Data Wrangling and Feature Engineering in Visual Notebooks
Visual Notebooks offers data transformation nodes to perform common data wrangling tasks or analysis tasks such as:
- Describing and profiling data
- Joining data
- Filtering data
- Cleaning data such as imputing missing values
Describe Columns Node for Data Profiling
The first step in many data science projects is to profile and understand the shape and quality of data.
The Describe Columns node is frequently used as a first step in the development of Visual Notebooks visual notebooks and can be used for data quality inspection and general profiling. Capabilities include:
- Profiling missing value and outliers
- Profiling distribution statistics such as mean, quartiles, skew, and kurtosis
- Checking for categorical columns and counting unique values

Figure 1: Describe Columns node
Column Profiling
Data at any step in a Visual Notebooks visual notebook can be explored and profiled by simply running the node. Running a node runs the entire visual notebook up to the node undergoing inspection.
Data for a specific node is shown in a tabular grid. Pagination is supported to ensure scalability of the UI. Any column may be filtered and sorted directly within the grid for simple exploration. Columns may be profiled by clicking on a column header to bring up the column summary statistics as depicted in Figure 2. Dedicated timeseries nodes offer the additional profiling ability to generate inline timeseries charts.

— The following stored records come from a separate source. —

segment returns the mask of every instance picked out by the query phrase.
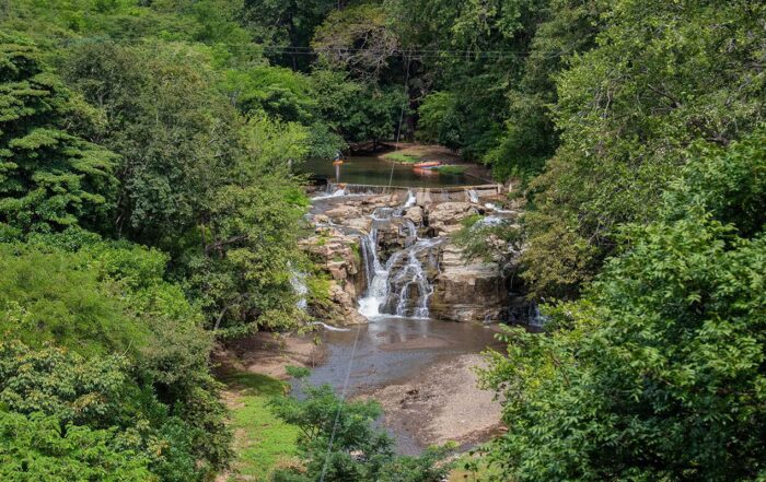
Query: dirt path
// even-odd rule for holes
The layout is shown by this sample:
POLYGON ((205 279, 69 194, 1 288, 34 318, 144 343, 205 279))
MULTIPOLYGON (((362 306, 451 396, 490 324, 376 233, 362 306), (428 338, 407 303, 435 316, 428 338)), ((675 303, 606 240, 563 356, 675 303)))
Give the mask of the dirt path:
POLYGON ((483 363, 481 355, 462 355, 365 396, 381 402, 387 427, 413 434, 420 446, 483 442, 502 431, 500 403, 476 386, 474 368, 483 363))

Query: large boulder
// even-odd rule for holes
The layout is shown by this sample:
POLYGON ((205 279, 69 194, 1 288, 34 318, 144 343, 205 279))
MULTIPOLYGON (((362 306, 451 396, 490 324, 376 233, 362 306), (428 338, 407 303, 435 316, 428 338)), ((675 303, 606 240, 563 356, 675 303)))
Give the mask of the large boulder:
POLYGON ((434 318, 452 321, 498 321, 507 316, 508 291, 497 263, 472 260, 461 249, 444 245, 441 271, 429 299, 434 318))
POLYGON ((439 235, 451 234, 461 228, 461 223, 468 216, 478 214, 469 202, 442 202, 428 212, 428 225, 439 235))
POLYGON ((416 226, 420 226, 426 216, 422 208, 414 205, 405 210, 404 218, 411 221, 416 226))
POLYGON ((327 218, 333 220, 334 223, 344 224, 347 220, 353 218, 361 218, 362 210, 356 205, 340 204, 324 213, 327 218))
POLYGON ((367 322, 357 311, 357 298, 367 285, 359 237, 335 228, 318 228, 300 245, 329 275, 327 303, 309 306, 311 315, 334 325, 367 322))

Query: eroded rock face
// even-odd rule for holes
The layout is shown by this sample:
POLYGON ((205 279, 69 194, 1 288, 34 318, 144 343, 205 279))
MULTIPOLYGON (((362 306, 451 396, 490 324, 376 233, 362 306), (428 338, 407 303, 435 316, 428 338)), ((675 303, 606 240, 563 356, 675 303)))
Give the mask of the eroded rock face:
POLYGON ((478 212, 471 202, 442 202, 429 210, 428 225, 438 235, 452 234, 461 228, 463 220, 478 212))
POLYGON ((317 228, 301 247, 329 273, 328 304, 310 306, 312 315, 334 325, 358 325, 367 318, 357 311, 357 297, 365 286, 359 239, 336 228, 317 228))
POLYGON ((461 249, 446 244, 442 247, 440 268, 429 303, 434 318, 452 321, 504 319, 508 291, 496 263, 466 263, 461 249))
MULTIPOLYGON (((417 192, 414 205, 405 205, 406 191, 338 198, 315 212, 314 224, 323 227, 317 227, 317 234, 306 239, 304 247, 332 278, 333 306, 317 313, 321 319, 335 325, 365 320, 358 313, 359 298, 369 289, 371 280, 367 278, 373 278, 374 267, 370 255, 368 262, 362 259, 362 251, 369 254, 372 245, 378 261, 388 270, 382 313, 396 314, 406 308, 407 316, 426 313, 432 318, 466 322, 508 318, 513 303, 498 263, 466 262, 450 238, 472 215, 490 212, 494 219, 508 218, 511 211, 504 209, 500 214, 492 204, 433 201, 429 196, 428 191, 417 192)), ((497 197, 492 202, 501 203, 501 197, 497 197)))

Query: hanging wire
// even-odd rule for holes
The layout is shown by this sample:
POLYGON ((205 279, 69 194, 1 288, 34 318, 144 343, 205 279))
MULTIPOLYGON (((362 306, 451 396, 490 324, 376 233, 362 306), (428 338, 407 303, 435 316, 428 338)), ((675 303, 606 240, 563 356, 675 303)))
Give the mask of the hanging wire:
MULTIPOLYGON (((409 105, 409 89, 408 89, 408 83, 409 83, 409 57, 407 57, 407 64, 405 67, 406 72, 404 75, 404 102, 402 103, 402 111, 399 113, 399 125, 398 128, 396 129, 396 143, 394 144, 394 154, 396 151, 399 150, 399 139, 402 138, 402 124, 404 121, 404 111, 407 108, 407 105, 409 105)), ((391 162, 391 174, 388 175, 388 186, 386 187, 386 192, 391 189, 391 184, 394 180, 394 166, 396 165, 395 162, 391 162)))
POLYGON ((353 346, 351 348, 351 356, 348 358, 348 367, 346 368, 346 379, 344 380, 344 388, 340 391, 340 402, 338 403, 338 411, 335 412, 335 422, 333 423, 333 432, 329 435, 329 443, 327 444, 327 455, 325 456, 325 463, 322 466, 322 475, 320 477, 320 482, 324 482, 325 475, 327 474, 327 467, 329 466, 329 457, 333 454, 333 444, 335 443, 335 434, 338 430, 338 423, 340 422, 340 411, 346 403, 346 391, 348 390, 348 380, 351 377, 351 367, 353 366, 353 356, 357 354, 357 345, 359 344, 359 333, 362 331, 361 327, 357 327, 357 334, 353 337, 353 346))
MULTIPOLYGON (((409 104, 409 92, 407 89, 407 84, 409 83, 409 57, 407 58, 407 63, 406 63, 406 72, 404 77, 404 102, 402 103, 402 111, 399 113, 399 124, 398 124, 398 129, 396 131, 396 144, 394 146, 394 152, 396 152, 399 148, 399 139, 402 137, 402 124, 404 122, 404 111, 407 108, 407 105, 409 104)), ((392 162, 391 163, 391 175, 388 176, 388 186, 386 187, 386 190, 391 189, 391 184, 394 178, 394 165, 396 163, 392 162)), ((348 381, 349 378, 351 377, 351 368, 353 366, 353 357, 357 353, 357 345, 359 343, 359 333, 361 332, 361 327, 357 328, 357 333, 353 337, 353 346, 351 348, 351 356, 348 358, 348 367, 346 368, 346 378, 344 379, 344 387, 343 390, 340 391, 340 403, 338 403, 338 410, 335 412, 335 422, 333 423, 333 432, 329 435, 329 443, 327 444, 327 455, 325 456, 325 462, 322 466, 322 475, 320 477, 320 482, 324 482, 325 475, 327 474, 327 468, 329 467, 329 458, 333 454, 333 444, 335 443, 335 435, 338 430, 338 423, 340 423, 340 411, 343 410, 344 403, 346 402, 346 392, 348 390, 348 381)))

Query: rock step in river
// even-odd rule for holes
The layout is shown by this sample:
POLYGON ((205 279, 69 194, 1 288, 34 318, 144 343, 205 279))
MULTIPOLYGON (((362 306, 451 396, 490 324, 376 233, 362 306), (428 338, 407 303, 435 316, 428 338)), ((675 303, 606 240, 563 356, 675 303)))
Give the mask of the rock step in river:
POLYGON ((499 427, 500 408, 473 368, 500 346, 489 322, 526 306, 497 263, 464 259, 451 236, 473 215, 515 222, 502 200, 494 188, 333 185, 314 197, 302 246, 329 274, 330 303, 307 310, 344 328, 322 330, 325 363, 309 381, 340 391, 348 375, 349 397, 381 401, 402 452, 481 442, 499 427))

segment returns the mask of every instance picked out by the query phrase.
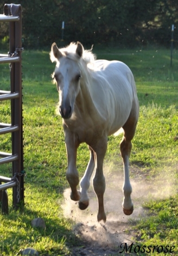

Figure 2: Column data profile for numeric columns
Appending, Joining, and Pivoting Data
Appending/concatenating, joining, and pivoting data are some of the most common data operations for any data science project. Visual Notebooks offers visually rich interfaces for performing these common operations. End users do not need to remember the difference between different join types, as Visual Notebooks guides the user.

Figure 3: Join node

Figure 4: Append node

Figure 5: Pivot node with intuitive interface
Wrangling Semi-Structured Data
Often data does not come in a clean tabular format, especially when parsing XML or JSON files. Visual Notebooks offers several transformations for manipulating large semi-structured datasets, including the ability to flatten and explode columns with objects and arrays.
Transformations include:
- Assemble Object
- Assemble Array
- Array Length
- Extract Field from Object
- Extract Value from Array
- Split Object to Columns
- Split Array to Columns
- Explode to Rows (Object or Arrays)
- Flatten Column (Object or Arrays)
- JSON string to Object
The Extract Field from Object node, as an example, enables users to view the schema of a potentially deeply nested object column and select one or more fields to extract

Figure 6: Extract Field from Object node

Figure 7: Extract Field from Array node
Timeseries Analysis and Feature Engineering
Timeseries analysis is a cornerstone for many data science projects. C3 AI Ex Machina offers several timeseries manipulation capabilities including the ability to clean timeseries data and generate timeseries features.
Resample and Interpolate
The Timeseries Resample and Interpolate node supports several prebuilt common use cases (downsampling, upsampling, strict interpolation or filling in of missing values, aligning irregularly spaced data). There are also additional options to define custom steps. Selecting a predefined use case will automatically create the sequence of steps (in order) to be performed on the data as pictured in Figure 15.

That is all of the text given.